# A7R IV (or A7R4) imminent -- UPDATE: OFFICIAL



## ahsanford (Jul 16, 2019)

We knew there was an announcement coming, and here's what it probably will be for...

​
I'm curious if surpassing 50 MP will trigger Canon into a development announcement on the 5DS / 5DS R sequel or EOS R high res model.

- A


----------



## Maximilian (Jul 16, 2019)

Thanks for the pointer. We'll see what they'll bring...



ahsanford said:


> ...
> I'm curious if surpassing 50 MP will trigger Canon into a development announcement on the 5DS / 5DS R sequel or EOS R high res model.
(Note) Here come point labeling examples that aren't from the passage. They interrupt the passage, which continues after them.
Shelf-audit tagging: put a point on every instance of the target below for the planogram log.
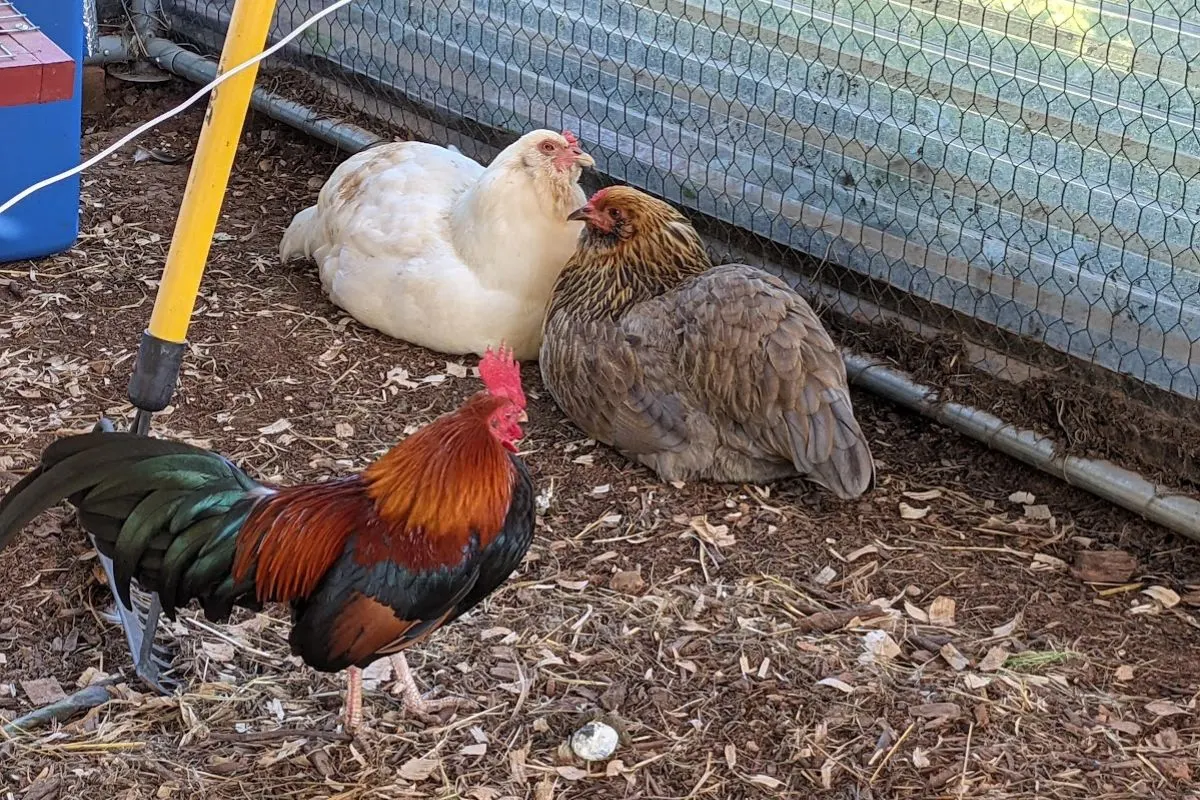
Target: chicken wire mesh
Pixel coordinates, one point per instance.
(1019, 178)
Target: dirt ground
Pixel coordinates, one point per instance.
(929, 641)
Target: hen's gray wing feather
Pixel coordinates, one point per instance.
(747, 349)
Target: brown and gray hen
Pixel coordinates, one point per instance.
(700, 372)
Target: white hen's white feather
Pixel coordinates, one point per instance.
(424, 245)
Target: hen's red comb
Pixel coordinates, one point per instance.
(502, 374)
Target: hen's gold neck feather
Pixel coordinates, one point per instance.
(653, 253)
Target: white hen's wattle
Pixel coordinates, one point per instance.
(427, 246)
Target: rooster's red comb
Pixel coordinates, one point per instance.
(502, 374)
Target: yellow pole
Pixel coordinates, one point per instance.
(209, 178)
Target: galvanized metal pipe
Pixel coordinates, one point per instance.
(199, 70)
(1128, 489)
(1175, 511)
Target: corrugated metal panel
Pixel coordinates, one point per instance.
(1031, 163)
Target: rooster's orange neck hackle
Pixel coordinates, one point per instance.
(420, 504)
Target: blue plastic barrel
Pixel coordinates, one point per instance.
(42, 139)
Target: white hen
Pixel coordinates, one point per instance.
(425, 245)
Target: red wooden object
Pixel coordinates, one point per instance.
(33, 68)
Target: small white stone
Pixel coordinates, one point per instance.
(595, 741)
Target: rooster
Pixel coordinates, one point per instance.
(425, 245)
(371, 564)
(699, 372)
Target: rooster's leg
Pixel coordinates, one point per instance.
(353, 701)
(141, 618)
(141, 621)
(412, 696)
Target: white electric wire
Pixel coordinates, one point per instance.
(187, 103)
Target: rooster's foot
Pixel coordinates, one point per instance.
(353, 719)
(414, 703)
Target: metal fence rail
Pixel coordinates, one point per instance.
(1030, 164)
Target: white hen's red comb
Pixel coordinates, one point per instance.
(502, 374)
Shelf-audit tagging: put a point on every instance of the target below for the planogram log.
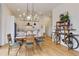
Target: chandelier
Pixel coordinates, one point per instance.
(29, 15)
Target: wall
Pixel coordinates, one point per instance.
(0, 24)
(44, 20)
(6, 24)
(73, 10)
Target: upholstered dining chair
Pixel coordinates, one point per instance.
(39, 38)
(10, 45)
(29, 44)
(9, 42)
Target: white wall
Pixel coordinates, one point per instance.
(73, 10)
(0, 24)
(6, 24)
(44, 21)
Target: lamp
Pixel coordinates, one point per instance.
(29, 15)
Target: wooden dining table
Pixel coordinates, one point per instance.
(26, 39)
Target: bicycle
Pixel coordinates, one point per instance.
(71, 41)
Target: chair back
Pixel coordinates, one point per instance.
(9, 37)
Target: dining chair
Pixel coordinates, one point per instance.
(39, 41)
(10, 45)
(9, 42)
(30, 45)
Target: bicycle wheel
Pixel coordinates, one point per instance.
(72, 42)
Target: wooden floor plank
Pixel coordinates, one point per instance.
(48, 48)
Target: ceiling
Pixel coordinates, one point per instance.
(41, 8)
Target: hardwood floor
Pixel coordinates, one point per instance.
(47, 49)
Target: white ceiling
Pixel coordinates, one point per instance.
(44, 8)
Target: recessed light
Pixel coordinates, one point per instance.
(20, 15)
(24, 14)
(18, 9)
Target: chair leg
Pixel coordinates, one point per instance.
(8, 50)
(18, 50)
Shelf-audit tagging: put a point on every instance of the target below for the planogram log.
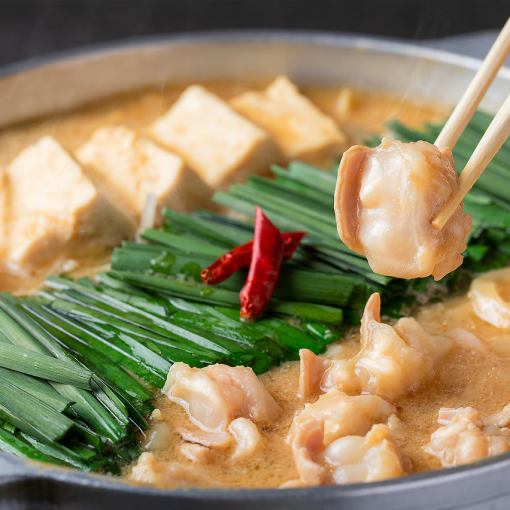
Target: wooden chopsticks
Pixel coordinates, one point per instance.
(496, 134)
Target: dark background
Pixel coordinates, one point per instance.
(35, 27)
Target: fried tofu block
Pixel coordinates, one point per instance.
(215, 141)
(54, 211)
(130, 167)
(299, 128)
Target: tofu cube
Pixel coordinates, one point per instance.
(130, 167)
(215, 141)
(298, 127)
(54, 211)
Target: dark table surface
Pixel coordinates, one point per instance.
(34, 27)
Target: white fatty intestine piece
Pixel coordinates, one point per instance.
(152, 471)
(247, 437)
(317, 374)
(202, 437)
(466, 340)
(486, 299)
(392, 360)
(311, 371)
(332, 416)
(299, 128)
(369, 458)
(464, 437)
(215, 395)
(385, 202)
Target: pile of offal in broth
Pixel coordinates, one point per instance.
(393, 398)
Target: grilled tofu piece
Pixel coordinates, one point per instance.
(215, 141)
(54, 212)
(130, 167)
(299, 128)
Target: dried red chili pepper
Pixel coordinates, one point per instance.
(240, 257)
(266, 260)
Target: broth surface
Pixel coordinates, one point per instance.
(358, 113)
(463, 378)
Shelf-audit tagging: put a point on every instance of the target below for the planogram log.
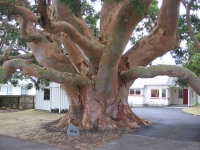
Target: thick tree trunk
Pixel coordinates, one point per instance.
(89, 112)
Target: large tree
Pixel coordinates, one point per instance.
(96, 73)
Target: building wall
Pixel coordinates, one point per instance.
(157, 101)
(136, 100)
(174, 96)
(40, 103)
(15, 90)
(58, 99)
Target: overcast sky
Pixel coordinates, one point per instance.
(166, 58)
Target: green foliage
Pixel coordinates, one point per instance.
(145, 27)
(1, 74)
(139, 6)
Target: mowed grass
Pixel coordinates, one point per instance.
(193, 110)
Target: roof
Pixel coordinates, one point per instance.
(158, 80)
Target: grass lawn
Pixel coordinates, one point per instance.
(193, 110)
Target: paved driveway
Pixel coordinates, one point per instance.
(171, 129)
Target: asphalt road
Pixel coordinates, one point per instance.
(171, 129)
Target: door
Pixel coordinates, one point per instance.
(185, 96)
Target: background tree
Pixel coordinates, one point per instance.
(90, 64)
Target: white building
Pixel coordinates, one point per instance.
(52, 97)
(8, 89)
(160, 91)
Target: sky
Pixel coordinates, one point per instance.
(166, 58)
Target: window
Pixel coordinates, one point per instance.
(24, 90)
(10, 90)
(135, 91)
(180, 93)
(46, 94)
(164, 92)
(131, 91)
(155, 93)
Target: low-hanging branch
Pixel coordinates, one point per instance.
(65, 14)
(189, 25)
(169, 70)
(89, 47)
(24, 34)
(27, 56)
(28, 68)
(163, 38)
(6, 52)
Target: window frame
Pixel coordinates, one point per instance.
(180, 95)
(46, 95)
(24, 90)
(158, 93)
(9, 90)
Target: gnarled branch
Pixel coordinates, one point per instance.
(75, 54)
(27, 68)
(25, 36)
(6, 52)
(169, 70)
(91, 48)
(65, 14)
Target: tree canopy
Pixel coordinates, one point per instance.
(59, 41)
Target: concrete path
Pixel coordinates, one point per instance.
(9, 143)
(172, 129)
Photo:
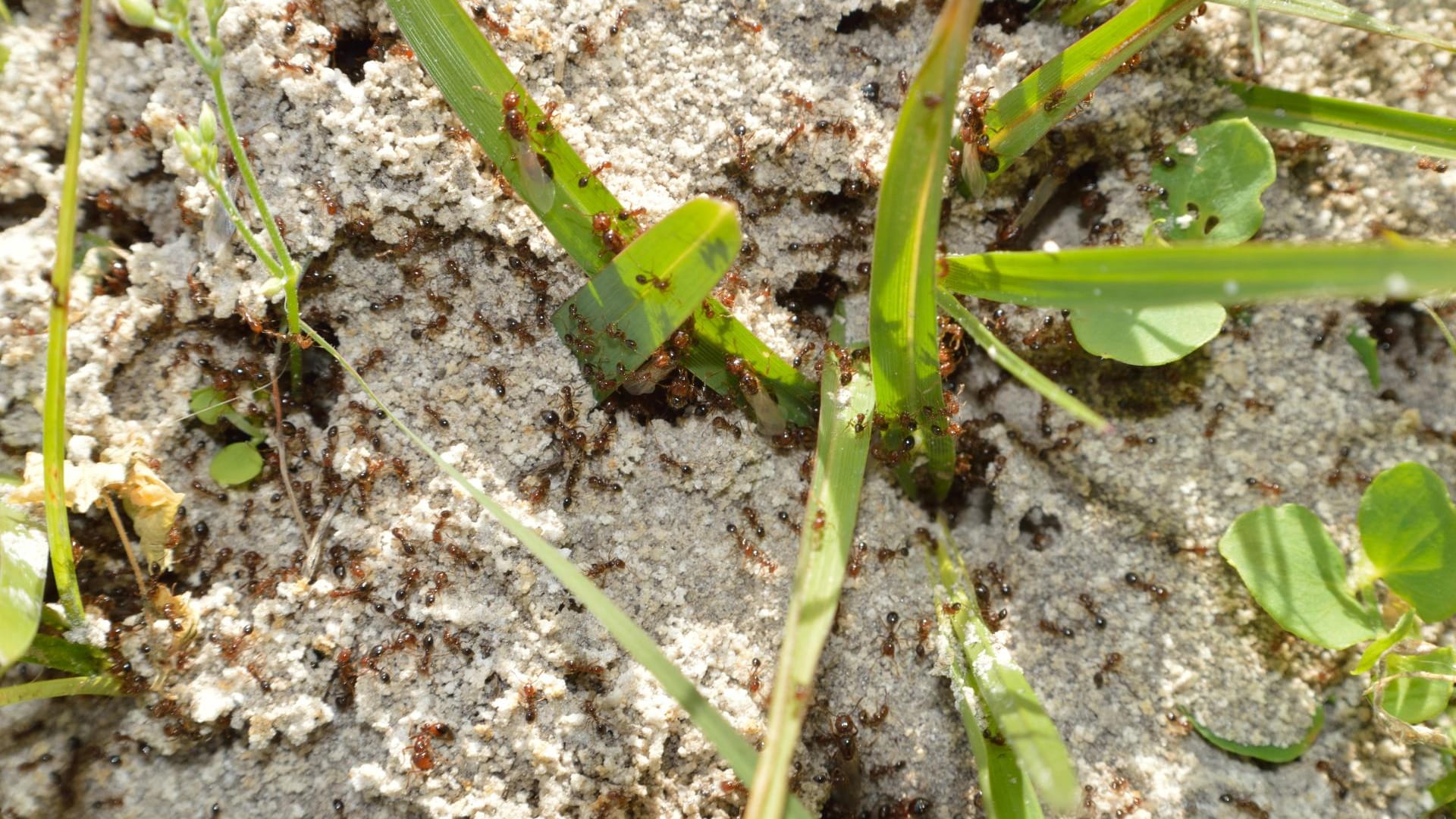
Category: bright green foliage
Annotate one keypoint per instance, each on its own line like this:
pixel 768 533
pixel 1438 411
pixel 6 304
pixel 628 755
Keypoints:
pixel 635 642
pixel 1366 349
pixel 1002 695
pixel 1213 199
pixel 1416 700
pixel 1184 275
pixel 1017 366
pixel 1340 14
pixel 71 657
pixel 625 312
pixel 1147 337
pixel 824 545
pixel 1276 754
pixel 1346 120
pixel 475 82
pixel 1041 101
pixel 22 582
pixel 1408 531
pixel 237 464
pixel 1215 188
pixel 1375 651
pixel 908 221
pixel 1298 575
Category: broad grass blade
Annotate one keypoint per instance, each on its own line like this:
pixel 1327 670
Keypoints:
pixel 1241 275
pixel 475 82
pixel 829 526
pixel 651 287
pixel 902 283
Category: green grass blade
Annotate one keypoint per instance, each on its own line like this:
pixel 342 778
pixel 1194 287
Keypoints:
pixel 1241 275
pixel 717 335
pixel 22 582
pixel 53 436
pixel 1043 99
pixel 1277 754
pixel 1345 120
pixel 829 526
pixel 1003 689
pixel 1338 14
pixel 637 643
pixel 71 657
pixel 626 311
pixel 473 80
pixel 1017 366
pixel 902 299
pixel 104 686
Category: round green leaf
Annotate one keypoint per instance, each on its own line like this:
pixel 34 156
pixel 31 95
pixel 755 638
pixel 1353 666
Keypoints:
pixel 1298 575
pixel 237 464
pixel 1213 194
pixel 1408 531
pixel 1419 700
pixel 1147 337
pixel 1264 752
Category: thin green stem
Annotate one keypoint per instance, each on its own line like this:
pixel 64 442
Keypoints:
pixel 220 191
pixel 102 686
pixel 53 438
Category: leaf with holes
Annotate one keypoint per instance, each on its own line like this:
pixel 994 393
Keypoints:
pixel 1213 177
pixel 1147 337
pixel 1408 531
pixel 1296 573
pixel 1416 700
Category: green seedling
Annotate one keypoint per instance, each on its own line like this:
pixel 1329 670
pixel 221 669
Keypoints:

You know (to be the first here _lol _):
What ever Canon will do they are *******! *******!


----------



## ahsanford (Jul 16, 2019)

61 MP according to Nokishita. but "is said to have" is not their normal kind of statement.




- A


----------



## ahsanford (Jul 16, 2019)




----------



## ahsanford (Jul 16, 2019)

61 MP x 10 fps is bonkers throughput. 

240 MP composite stills with pixel shift.

- A


----------



## ahsanford (Jul 16, 2019)

More details and specs:









Sony a7r IV mirrorless camera officially announced - Photo Rumors


The big surprise, the Sony a7r IV mirrorless camera, is now officially announced (product listings: Adorama | B&H, see the press event here, sample photos available here). It features the world’s first 35mm full-frame 61 MP back-illuminated Exmor R CMOS sensor with latest-generation BIONZ X...




photorumors.com


----------



## Maximilian (Jul 16, 2019)

Wow! tat was fast. I was just typing my reply... 



ahsanford said:


> 61 MP x 10 fps is bonkers throughput.


Interesting to see what the competition does - although I am absolutely not into pixel monsters.
But the throughput is really amazing.


----------